Il Palazzo di Ligresti è sotto sequestro e neanche i Boschi Verticali stanno tanto bene. Dopo il fallimento del gruppo Ligresti la Porta Nuova isolana è colpita anche dal crack dell’azienda costruttrice delle “torri di Boeri” e la data di consegna rischia di slittare.
Era il peggior incubo degli isolani da quando sono iniziati i lavori di Isola Lunetta: il timore di una speculazione edilizia che si scontra con la crisi degli ultimi anni faceva temere a molti che le torri e gli altri edifici del mastodontico progetto potessero non essere mai ultimati e quindi trasformarsi in “ecomostri” abbandonati. Si spera che non sarà così, ma i fallimenti di questi ultimi mesi destano non poche preoccupazioni. A cominciare dal “palazzone di Ligresti”, da anni al centro di un’odissea giudiziaria che sembra non avere fine.

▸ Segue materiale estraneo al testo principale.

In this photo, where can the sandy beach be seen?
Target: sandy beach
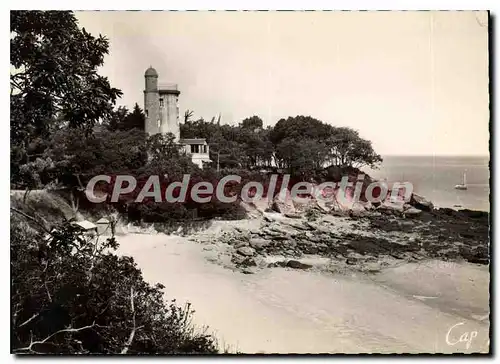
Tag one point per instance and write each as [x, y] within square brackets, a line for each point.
[430, 306]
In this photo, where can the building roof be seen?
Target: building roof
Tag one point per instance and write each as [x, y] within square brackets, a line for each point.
[151, 72]
[194, 141]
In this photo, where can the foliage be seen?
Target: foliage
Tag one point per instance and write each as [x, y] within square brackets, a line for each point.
[301, 145]
[54, 73]
[72, 295]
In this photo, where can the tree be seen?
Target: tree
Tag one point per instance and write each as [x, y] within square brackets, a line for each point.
[253, 123]
[116, 118]
[72, 295]
[300, 127]
[347, 148]
[54, 74]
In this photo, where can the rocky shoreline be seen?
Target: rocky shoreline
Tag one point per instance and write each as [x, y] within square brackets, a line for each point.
[365, 239]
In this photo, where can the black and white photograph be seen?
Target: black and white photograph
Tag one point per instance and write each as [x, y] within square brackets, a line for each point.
[250, 182]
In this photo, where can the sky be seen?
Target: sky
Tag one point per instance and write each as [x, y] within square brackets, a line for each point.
[414, 83]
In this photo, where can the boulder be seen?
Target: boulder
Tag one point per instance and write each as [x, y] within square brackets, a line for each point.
[246, 251]
[238, 259]
[283, 206]
[412, 212]
[295, 264]
[241, 244]
[351, 261]
[421, 203]
[391, 208]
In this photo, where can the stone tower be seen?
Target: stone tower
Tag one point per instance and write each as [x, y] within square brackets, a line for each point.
[161, 105]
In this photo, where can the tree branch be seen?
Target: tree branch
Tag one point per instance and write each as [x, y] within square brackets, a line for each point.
[135, 328]
[46, 340]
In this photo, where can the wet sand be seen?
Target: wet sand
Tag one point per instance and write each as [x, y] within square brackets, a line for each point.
[413, 308]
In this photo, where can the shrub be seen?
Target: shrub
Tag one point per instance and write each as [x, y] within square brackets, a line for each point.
[72, 295]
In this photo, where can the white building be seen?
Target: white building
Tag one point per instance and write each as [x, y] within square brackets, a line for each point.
[161, 105]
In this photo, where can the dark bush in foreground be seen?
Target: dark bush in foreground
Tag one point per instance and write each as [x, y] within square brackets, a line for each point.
[71, 295]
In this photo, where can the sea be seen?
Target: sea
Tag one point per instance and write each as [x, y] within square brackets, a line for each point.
[435, 177]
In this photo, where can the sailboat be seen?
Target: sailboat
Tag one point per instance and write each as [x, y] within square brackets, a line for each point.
[463, 185]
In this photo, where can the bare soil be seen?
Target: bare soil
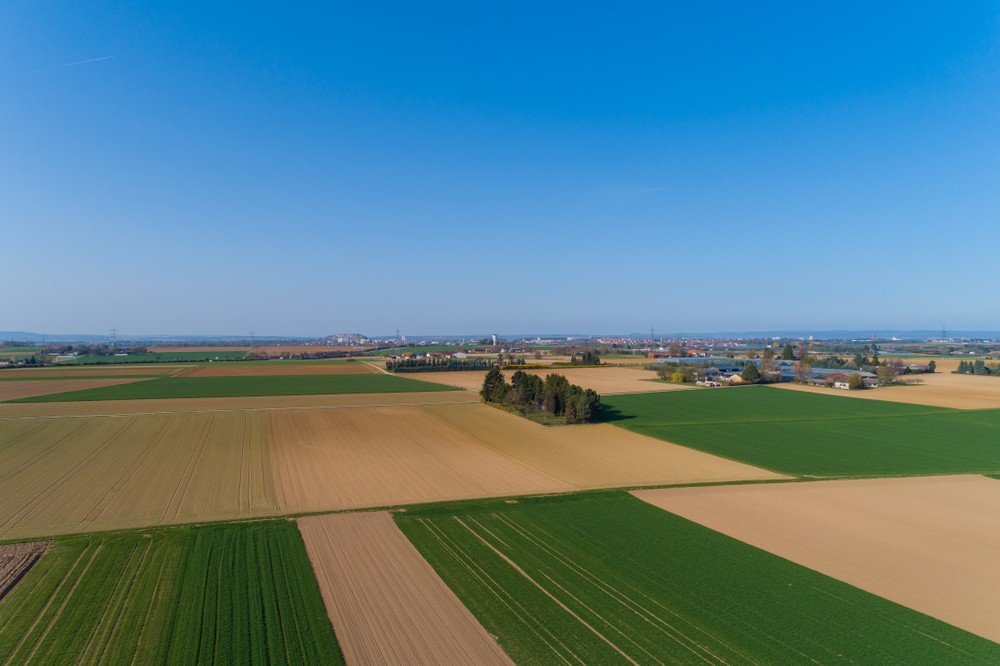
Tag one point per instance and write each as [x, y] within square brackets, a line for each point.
[370, 457]
[245, 370]
[385, 602]
[15, 560]
[29, 388]
[936, 389]
[927, 543]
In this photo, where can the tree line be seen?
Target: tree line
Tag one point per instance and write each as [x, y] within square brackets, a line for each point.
[530, 395]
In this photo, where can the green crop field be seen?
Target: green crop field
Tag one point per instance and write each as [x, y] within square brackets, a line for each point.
[217, 387]
[816, 435]
[158, 357]
[230, 594]
[605, 578]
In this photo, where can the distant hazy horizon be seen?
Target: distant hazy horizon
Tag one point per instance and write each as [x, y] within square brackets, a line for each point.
[177, 167]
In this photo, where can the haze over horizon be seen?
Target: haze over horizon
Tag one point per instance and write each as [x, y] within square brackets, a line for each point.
[233, 167]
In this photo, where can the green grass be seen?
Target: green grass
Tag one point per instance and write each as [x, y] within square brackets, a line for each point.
[215, 387]
[661, 589]
[158, 357]
[816, 435]
[45, 376]
[237, 593]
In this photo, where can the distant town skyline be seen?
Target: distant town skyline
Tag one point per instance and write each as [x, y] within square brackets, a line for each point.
[183, 167]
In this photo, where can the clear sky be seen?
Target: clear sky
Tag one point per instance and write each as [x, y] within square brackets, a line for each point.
[201, 167]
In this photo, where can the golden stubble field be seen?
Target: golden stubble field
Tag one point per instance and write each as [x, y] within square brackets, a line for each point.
[247, 370]
[386, 603]
[345, 459]
[65, 474]
[604, 380]
[80, 474]
[928, 543]
[936, 390]
[28, 388]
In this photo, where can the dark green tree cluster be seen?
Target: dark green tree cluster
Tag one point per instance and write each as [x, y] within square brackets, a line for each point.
[977, 367]
[588, 357]
[439, 364]
[528, 394]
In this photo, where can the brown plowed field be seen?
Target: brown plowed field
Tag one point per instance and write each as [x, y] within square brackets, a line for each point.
[385, 602]
[28, 388]
[605, 381]
[91, 371]
[178, 405]
[344, 459]
[74, 475]
[927, 543]
[352, 458]
[15, 560]
[247, 370]
[937, 389]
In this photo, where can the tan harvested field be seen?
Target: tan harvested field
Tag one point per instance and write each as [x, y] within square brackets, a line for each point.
[937, 390]
[93, 371]
[346, 459]
[928, 543]
[179, 405]
[385, 602]
[354, 458]
[247, 370]
[606, 381]
[28, 388]
[74, 475]
[15, 560]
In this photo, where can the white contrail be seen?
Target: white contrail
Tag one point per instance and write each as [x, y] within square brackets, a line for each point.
[80, 62]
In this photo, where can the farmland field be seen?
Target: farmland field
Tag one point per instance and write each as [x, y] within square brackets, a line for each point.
[213, 387]
[938, 389]
[16, 388]
[176, 405]
[352, 458]
[885, 536]
[77, 474]
[160, 357]
[251, 369]
[239, 593]
[608, 579]
[817, 435]
[388, 605]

La prima convenzione che converte il giardino della Stecca in centro commerciale è del 1989. “Subito dopo – ricorda il Fatto Quotidiano – inizia un’odissea giudiziaria che porta ben due volte in pochi anni il Consiglio di Stato a interessarsi della vicenda, da una parte la proprietà (la Im.co. della famiglia Ligresti) dall’altra i Comitati di residenti contrari alla cementificazione dell’area. Nel 2009 il gip Anna Maria Zamagni sequestra il cantiere rilevando “una offesa al territorio e all’equilibrio urbanistico insito nella ultimazione della costruzione”. Tolti i sigilli gli operai ritornano a lavoro fino a un nuovo provvedimento giudiziario, quello del Tribunale fallimentare che lo scorso 14 giugno dichiara fallita la società proprietaria, appunto la Im.co. E così si è passati dallo stop voluto dai continui ricorsi allo stop e basta”.

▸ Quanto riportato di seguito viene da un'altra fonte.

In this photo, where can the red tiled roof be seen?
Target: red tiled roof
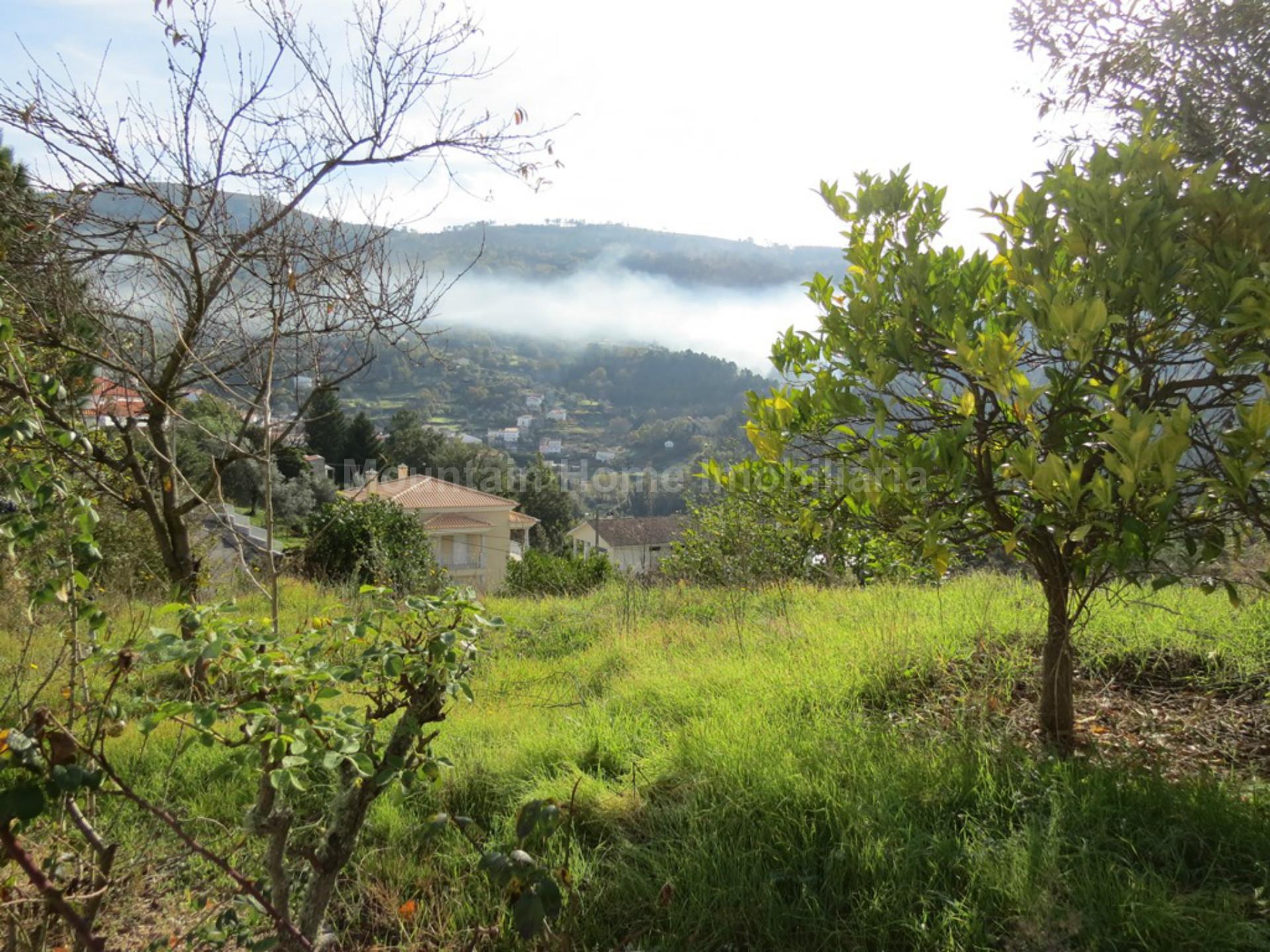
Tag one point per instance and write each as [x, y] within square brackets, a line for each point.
[429, 493]
[648, 531]
[111, 399]
[455, 521]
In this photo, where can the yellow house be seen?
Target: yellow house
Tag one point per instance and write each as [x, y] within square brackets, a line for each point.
[472, 531]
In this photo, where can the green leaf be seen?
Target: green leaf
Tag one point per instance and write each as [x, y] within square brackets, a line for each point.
[22, 803]
[529, 914]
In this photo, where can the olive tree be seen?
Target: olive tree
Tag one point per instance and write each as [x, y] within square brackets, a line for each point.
[1075, 395]
[225, 223]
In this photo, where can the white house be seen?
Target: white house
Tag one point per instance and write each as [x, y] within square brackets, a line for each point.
[472, 532]
[633, 545]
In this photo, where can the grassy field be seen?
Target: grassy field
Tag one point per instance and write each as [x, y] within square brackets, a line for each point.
[817, 770]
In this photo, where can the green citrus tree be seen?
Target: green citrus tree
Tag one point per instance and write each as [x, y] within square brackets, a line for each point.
[1072, 395]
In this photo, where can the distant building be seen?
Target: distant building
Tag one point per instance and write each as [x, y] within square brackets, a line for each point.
[472, 532]
[630, 545]
[318, 463]
[112, 404]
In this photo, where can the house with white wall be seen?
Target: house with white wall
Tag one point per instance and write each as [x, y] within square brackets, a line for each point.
[472, 532]
[633, 545]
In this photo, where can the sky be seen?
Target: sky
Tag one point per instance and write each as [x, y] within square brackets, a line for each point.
[695, 116]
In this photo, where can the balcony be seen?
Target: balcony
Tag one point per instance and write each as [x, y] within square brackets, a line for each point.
[469, 563]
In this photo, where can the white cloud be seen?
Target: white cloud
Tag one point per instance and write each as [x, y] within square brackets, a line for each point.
[618, 306]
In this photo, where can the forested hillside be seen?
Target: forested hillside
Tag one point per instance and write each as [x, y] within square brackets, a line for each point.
[559, 249]
[562, 248]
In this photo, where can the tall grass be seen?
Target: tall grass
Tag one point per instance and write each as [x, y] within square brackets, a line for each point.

Intanto, però, i 14 piani incompiuti svettano poderosi sul cielo di Milano. Il loro destino è affidato al futuro proprietario che si aggiudicherà l’asta fallimentare, perché per il momento è impossibile abbaterlo, come vorrebbero i residenti che hanno sempre combattuto una strenua battaglia contro questi mostri di cemento (nelle foto il blitz di Pianoterra del 25 maggio scorso).
Ora però sono ferme anche le torri della Hines, il colosso texano la cui società italiana amministrata da Manfredi Catella gestisce il progetto di sviluppo immobiliare Porta Nuova, a causa del crack dell’azienda appaltatrice dei lavori. La Zh construction, una delle imprese edili più importanti dell’Alto Adige, ha lasciato il cantiere del Bosco Verticale, dove lavoravano oltre 200 gli operai che, sentiti da Lettera43.it, dicono di non ricevere lo stipendio da quattro mesi. Hines Italia ha già deciso di affidare il cantiere a Colombo Costruzioni, uno dei principali general contractor nazionali che ha già realizzato gli edifici del nuovo grattacielo Unicredit.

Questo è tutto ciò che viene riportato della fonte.